Art & Culture → Cinéma → Cinématographie nationale
Enjeu global
Depuis la fin de la censure et la libéralisation des années 1990, le cinéma sud-coréen s’est imposé comme l’une des cinématographies les plus audacieuses du monde. Sa signature : un mélange des tons brutal et virtuose, où l’horreur croise la comédie, où le mélodrame débouche sur la violence et où le divertissement de genre sert de cheval de Troie à une satire sociale féroce. Le sacre de Parasite (Palme d’or 2019, Oscar du meilleur film 2020, premier film non anglophone à l’obtenir) a couronné cet essor mondial.
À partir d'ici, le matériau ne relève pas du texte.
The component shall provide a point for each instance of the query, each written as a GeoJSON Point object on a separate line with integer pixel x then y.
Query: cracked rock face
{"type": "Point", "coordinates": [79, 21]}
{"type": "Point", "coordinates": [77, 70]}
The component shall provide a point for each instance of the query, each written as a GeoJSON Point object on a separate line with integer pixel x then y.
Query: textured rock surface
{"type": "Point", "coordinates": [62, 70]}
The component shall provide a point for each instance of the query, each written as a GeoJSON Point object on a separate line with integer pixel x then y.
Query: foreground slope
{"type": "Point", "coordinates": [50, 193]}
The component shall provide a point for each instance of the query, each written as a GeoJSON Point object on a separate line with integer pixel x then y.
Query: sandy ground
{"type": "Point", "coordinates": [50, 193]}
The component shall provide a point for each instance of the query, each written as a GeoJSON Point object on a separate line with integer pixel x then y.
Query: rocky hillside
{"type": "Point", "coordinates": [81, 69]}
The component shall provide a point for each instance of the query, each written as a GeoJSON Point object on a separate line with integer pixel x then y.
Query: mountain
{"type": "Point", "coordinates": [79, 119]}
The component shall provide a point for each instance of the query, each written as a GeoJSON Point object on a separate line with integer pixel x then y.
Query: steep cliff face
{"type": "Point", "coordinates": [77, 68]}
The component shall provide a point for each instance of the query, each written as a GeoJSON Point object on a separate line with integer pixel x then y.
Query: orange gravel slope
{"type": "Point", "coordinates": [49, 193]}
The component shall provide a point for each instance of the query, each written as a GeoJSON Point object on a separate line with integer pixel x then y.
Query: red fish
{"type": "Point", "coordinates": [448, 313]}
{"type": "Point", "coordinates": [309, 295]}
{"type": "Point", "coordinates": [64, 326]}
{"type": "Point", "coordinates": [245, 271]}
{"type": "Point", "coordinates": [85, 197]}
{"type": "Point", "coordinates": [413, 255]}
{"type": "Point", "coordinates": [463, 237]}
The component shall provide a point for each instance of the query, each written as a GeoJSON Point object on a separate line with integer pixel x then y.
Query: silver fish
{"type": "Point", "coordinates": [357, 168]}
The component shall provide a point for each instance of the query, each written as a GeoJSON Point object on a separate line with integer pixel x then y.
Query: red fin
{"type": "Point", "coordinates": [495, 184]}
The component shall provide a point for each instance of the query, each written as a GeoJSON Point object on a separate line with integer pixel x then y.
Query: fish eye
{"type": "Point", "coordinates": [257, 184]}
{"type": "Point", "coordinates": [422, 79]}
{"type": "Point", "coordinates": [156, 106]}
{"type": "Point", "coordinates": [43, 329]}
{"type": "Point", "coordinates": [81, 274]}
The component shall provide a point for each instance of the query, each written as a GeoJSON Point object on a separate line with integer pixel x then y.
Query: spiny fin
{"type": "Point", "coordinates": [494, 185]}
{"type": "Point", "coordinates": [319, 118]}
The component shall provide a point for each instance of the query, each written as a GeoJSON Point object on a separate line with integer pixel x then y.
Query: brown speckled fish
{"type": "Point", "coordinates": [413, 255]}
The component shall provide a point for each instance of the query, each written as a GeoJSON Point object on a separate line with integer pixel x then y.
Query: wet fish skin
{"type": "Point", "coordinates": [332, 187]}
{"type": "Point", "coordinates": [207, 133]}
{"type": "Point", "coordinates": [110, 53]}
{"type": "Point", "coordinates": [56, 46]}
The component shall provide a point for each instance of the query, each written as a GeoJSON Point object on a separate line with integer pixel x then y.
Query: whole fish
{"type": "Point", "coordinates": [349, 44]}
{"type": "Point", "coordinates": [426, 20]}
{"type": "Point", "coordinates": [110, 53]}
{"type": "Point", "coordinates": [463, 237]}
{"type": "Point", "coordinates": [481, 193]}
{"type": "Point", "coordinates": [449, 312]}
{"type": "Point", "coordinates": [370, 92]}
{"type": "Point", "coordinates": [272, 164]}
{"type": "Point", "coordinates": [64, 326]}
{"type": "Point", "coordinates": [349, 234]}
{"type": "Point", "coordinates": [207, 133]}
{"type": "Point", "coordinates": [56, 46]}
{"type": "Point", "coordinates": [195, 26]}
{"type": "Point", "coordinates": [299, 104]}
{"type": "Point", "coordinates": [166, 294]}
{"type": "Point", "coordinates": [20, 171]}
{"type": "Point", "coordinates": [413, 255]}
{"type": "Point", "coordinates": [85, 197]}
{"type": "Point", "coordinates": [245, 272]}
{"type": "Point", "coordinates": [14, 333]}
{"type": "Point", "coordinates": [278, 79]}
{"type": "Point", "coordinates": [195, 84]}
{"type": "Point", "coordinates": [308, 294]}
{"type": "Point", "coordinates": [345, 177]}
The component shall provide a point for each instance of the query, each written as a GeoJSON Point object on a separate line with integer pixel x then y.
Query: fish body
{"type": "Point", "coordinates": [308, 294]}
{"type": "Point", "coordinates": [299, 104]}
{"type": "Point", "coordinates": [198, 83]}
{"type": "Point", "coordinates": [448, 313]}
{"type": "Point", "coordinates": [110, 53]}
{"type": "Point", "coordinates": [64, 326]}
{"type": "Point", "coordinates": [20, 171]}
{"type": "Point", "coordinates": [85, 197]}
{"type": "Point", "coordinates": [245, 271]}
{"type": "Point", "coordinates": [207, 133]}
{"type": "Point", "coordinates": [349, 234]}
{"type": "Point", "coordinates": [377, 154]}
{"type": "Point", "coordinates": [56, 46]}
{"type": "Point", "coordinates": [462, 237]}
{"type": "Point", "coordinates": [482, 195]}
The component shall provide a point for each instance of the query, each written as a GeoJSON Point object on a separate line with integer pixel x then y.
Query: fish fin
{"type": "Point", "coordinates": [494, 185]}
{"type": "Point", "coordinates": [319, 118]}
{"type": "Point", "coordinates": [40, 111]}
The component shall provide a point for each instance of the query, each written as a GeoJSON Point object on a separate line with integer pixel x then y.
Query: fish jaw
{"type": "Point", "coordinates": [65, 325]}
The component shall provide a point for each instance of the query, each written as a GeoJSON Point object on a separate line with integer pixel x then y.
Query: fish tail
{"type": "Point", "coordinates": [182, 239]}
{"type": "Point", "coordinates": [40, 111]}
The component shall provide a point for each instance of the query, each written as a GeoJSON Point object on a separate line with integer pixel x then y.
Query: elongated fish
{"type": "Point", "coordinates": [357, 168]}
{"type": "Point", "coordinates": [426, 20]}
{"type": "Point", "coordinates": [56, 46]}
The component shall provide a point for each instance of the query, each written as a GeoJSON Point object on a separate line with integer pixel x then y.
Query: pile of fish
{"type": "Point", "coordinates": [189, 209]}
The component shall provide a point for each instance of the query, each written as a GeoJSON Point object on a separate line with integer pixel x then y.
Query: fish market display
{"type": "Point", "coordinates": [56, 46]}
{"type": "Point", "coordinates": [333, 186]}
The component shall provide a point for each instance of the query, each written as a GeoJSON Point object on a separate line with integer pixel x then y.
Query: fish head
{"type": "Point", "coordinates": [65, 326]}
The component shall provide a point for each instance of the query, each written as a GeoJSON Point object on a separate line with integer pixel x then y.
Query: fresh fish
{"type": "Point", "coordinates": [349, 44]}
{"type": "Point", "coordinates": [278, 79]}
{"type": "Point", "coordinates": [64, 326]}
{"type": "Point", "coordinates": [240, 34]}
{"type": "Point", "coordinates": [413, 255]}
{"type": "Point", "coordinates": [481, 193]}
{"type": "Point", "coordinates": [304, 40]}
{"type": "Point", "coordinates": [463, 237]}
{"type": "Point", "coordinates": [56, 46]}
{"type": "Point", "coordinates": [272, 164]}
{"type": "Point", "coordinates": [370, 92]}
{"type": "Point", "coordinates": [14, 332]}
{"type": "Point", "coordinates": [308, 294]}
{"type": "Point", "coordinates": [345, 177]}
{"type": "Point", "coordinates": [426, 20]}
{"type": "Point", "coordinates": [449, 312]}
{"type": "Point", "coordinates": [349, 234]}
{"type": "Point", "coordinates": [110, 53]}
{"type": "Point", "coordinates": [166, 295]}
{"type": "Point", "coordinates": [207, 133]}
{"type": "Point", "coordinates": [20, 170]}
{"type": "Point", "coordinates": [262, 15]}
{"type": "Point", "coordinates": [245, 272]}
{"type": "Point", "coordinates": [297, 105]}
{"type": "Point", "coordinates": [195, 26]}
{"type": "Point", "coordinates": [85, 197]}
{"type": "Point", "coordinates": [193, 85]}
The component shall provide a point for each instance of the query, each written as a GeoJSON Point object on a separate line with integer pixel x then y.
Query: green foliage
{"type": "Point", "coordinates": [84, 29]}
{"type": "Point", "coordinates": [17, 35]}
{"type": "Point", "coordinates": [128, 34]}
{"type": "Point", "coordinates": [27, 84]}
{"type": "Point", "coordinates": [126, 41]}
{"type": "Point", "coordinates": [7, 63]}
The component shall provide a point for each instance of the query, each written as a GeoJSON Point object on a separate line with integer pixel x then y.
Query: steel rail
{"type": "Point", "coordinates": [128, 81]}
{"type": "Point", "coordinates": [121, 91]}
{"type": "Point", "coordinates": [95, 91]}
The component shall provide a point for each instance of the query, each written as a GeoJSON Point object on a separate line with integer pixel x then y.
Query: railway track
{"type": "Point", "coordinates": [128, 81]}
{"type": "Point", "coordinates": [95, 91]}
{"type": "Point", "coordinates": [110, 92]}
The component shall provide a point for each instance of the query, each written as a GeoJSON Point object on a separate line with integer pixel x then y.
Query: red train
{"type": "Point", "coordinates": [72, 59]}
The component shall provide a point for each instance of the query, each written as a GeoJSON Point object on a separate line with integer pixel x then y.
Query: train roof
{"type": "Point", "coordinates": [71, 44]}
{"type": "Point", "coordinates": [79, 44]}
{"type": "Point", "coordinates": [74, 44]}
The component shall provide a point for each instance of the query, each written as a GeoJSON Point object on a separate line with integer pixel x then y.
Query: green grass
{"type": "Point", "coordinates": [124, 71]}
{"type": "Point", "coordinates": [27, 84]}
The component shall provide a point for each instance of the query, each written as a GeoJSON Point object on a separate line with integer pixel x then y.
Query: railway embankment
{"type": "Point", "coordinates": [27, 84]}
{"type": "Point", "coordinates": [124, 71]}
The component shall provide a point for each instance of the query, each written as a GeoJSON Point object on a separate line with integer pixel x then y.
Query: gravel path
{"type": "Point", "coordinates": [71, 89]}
Caractéristiques objectives (techniques)
- Hybridation des genres : un même film passe du burlesque au tragique (Parasite, Memories of Murder).
- Maîtrise formelle : plans-séquences chorégraphiés, montage nerveux, esthétique léchée.
- Violence stylisée et cathartique, souvent liée à la vengeance (trilogie de la vengeance de Park Chan-wook).
- Réalisateurs phares : Bong Joon-ho, Park Chan-wook, Lee Chang-dong, Kim Ki-duk.
Caractéristiques subjectives (l’esprit)
Une rage sociale habite ces films : critique des inégalités de classe, du poids du capitalisme, des blessures historiques (dictature, guerre). Le spectateur est déstabilisé, ballotté d’un registre à l’autre, jamais autorisé au confort moral.
Thèses et débats
1. Genre populaire ou art d’auteur ?
- Thèse : la Corée réconcilie cinéma de genre et cinéma d’auteur exigeant. Contradicteur : la violence spectaculaire flirte parfois avec la complaisance.
2. Un modèle exportable ?
- Thèse : Parasite prouve l’universalité du récit de classe. Contradicteur : le succès doit beaucoup à une industrie (chaebols, quotas d’écran) difficile à reproduire.